Now, as Allie has good chances to go into finals, I think it’s time to bring this topic back.
Also I get frequent questions why don’t I bring this topic up if I don’t agree.
So, I tried to bring this topic up with TCEC administration, with no success.
Timeline:
March 10th (TCEC 15 just started, and Allie suddenly appeared there)
I contacted Anton Mihailov, TD director, telling that:
1. Current TCEC clone rules are not applied correctly:
Allie+Stein is a clone according to TCEC rules (both Allie is not unique relative to Lc0, and Stein is not unique comparing to Leela’s weights, see also http://talkchess.com/forum3/viewtopic.php?p=792755).
2. Rules themselves are poor and have to be changed.
3. I proposed various changes and ideas to the rules (with most of them Allie+Stein would be able to participate, and in some also “DeusX” could).
4. TCEC15 is already messed up, but let’s do that right for TCEC16, we have plenty of time (3 months until the new season start).
Anton responded:
1. This is very important, please keep writing.
2. Please keep it TOP SECRET! Noone should know!
(I tried to convince them that such discussions should be public, only got irrelevant answers, that I don’t know how to manage large communities)
I wrote lots of material, in different forms: one-line summary, one paragraph summary, diagrams, very detailed description etc.
In the end it was clear that noone from TCEC read even one-line summary.
March 29th
(not very relevant but for completeness)
We created a discord server, and Anton invited an undisclosed guest expert to the discussion, with whom we had an interesting, but short and not very relevant to TCEC rules discussion (because TCEC rules are up to TCEC team, really).
March 31th
I received the last message from Anton stating how important is this, and that I should continue writing my proposals.
April
I was pinging them periodically, with no reaction.
May 1st
I deleted the conversations (it was Google Doc and Discord server). Noone seemed to notice. Noone contacted me after that.
In the end I wasted ~15 hours of my time drawing all the diagrams and explanations of different detailization, all to save TCEC admins time.
From chats with them it was clear though that they didn’t even spend 5 minutes on that, they didn’t even read the 1-line summary.
Then TCEC-16 started with no changes at all.
At this point I decided that trying to convey any message to TCEC doesn't worth the effort.
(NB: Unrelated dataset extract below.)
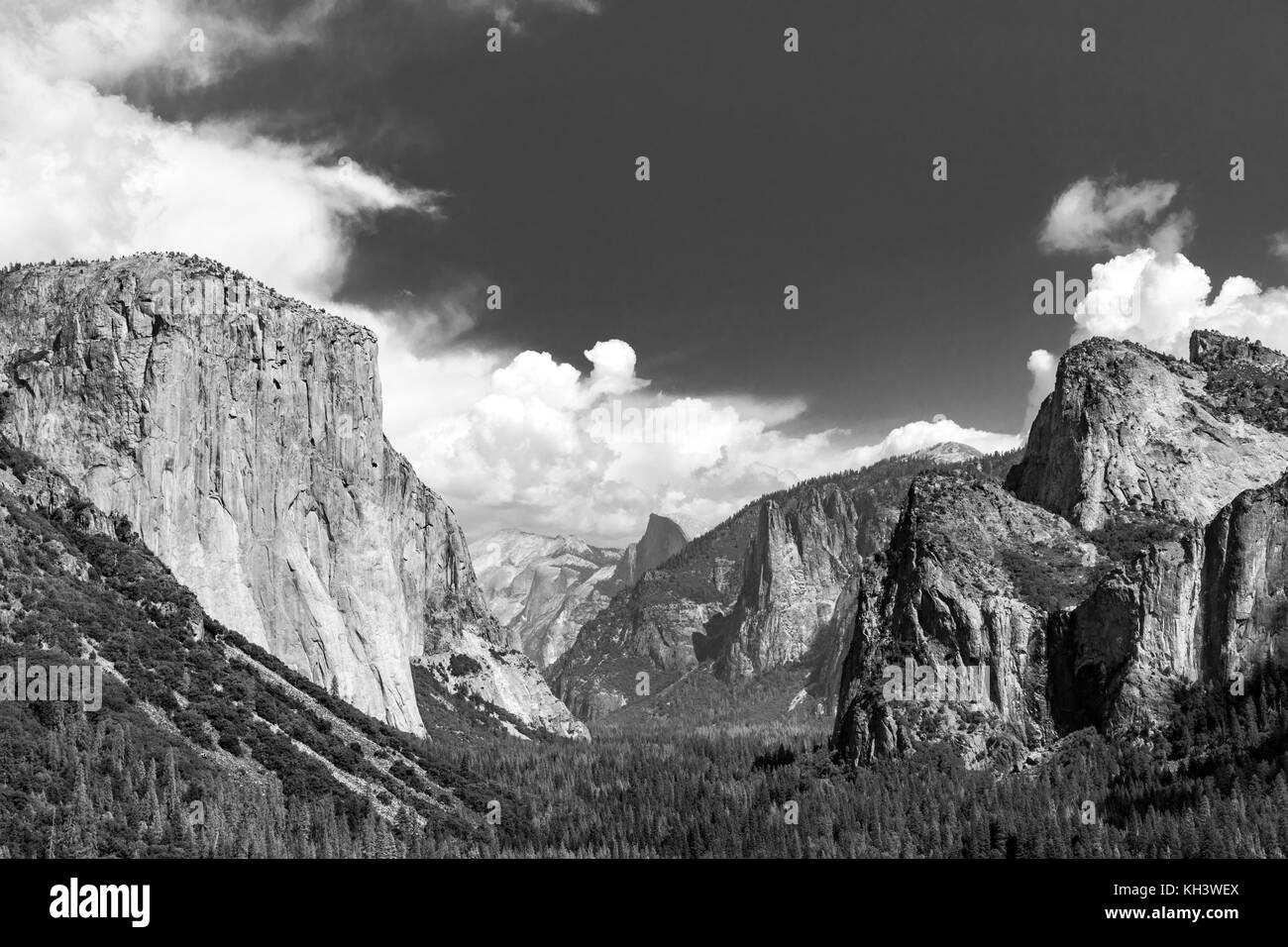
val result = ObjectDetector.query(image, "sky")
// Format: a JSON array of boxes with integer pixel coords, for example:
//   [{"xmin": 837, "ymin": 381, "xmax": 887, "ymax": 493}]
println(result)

Some screenshots from the document:
I don't like the way these three criteria are presented as mutually independent, as if it's possible to satisfy both #1 and #3 without satisfying #2. That put aside, two engines having the exact same neural network (weights file), but different training code and game-playing code, would be considered distinct. So, it would have been quite possible to have two engines that play exactly the same, yet both be considered original, while at the same time there could be two engines with wildly different styles which would, by the same rules, be considered clones.Definition: A neural network is a computer system modeled on the human brain and nervous system. For the purpose of TCEC a participant is considered a neural network (NN) engine if it generally requires the use of GPU and consists of at least the following 3 parts:Uniqueness: For an NN engine to be unique in the TCEC context, at least two of the three defining parts mentioned above have to be unique.
- The code for training the neural network
- The neural network (and weights file) itself
- The engine that executes this network It is the parts 2 and 3 that will actually be a playing combination at TCEC. Part 1 is used in preparation.
I’m sorry, you tested these engines with the same network? I would expect something close to 100% similarity. The fact that it’s so low is shocking.Rebel wrote: ↑Sat Sep 14, 2019 9:25 pm I recently tested Allie vs Lc0 on similarity, same NN's thus testing the code base.
http://rebel13.nl/html/nn-500ms.html
http://rebel13.nl/html/nn-1000ms.html
75% is pretty high.
But then NN is a whole different subject in comparison when it's about similarity.
Ah, the run times are pretty low. You might find some variation at such low node counts. Really, plugging the same network into a PUCT algorithm is akin to plugging the same eval function into a negamax algorithm: you should get close to 100% similarity (though Allie uses a slightly different backup strategy than lc0, if I recall).dkappe wrote: ↑Sat Sep 14, 2019 11:36 pmI’m sorry, you tested these engines with the same network? I would expect something close to 100% similarity. The fact that it’s so low is shocking.Rebel wrote: ↑Sat Sep 14, 2019 9:25 pm I recently tested Allie vs Lc0 on similarity, same NN's thus testing the code base.
http://rebel13.nl/html/nn-500ms.html
http://rebel13.nl/html/nn-1000ms.html
75% is pretty high.
But then NN is a whole different subject in comparison when it's about similarity.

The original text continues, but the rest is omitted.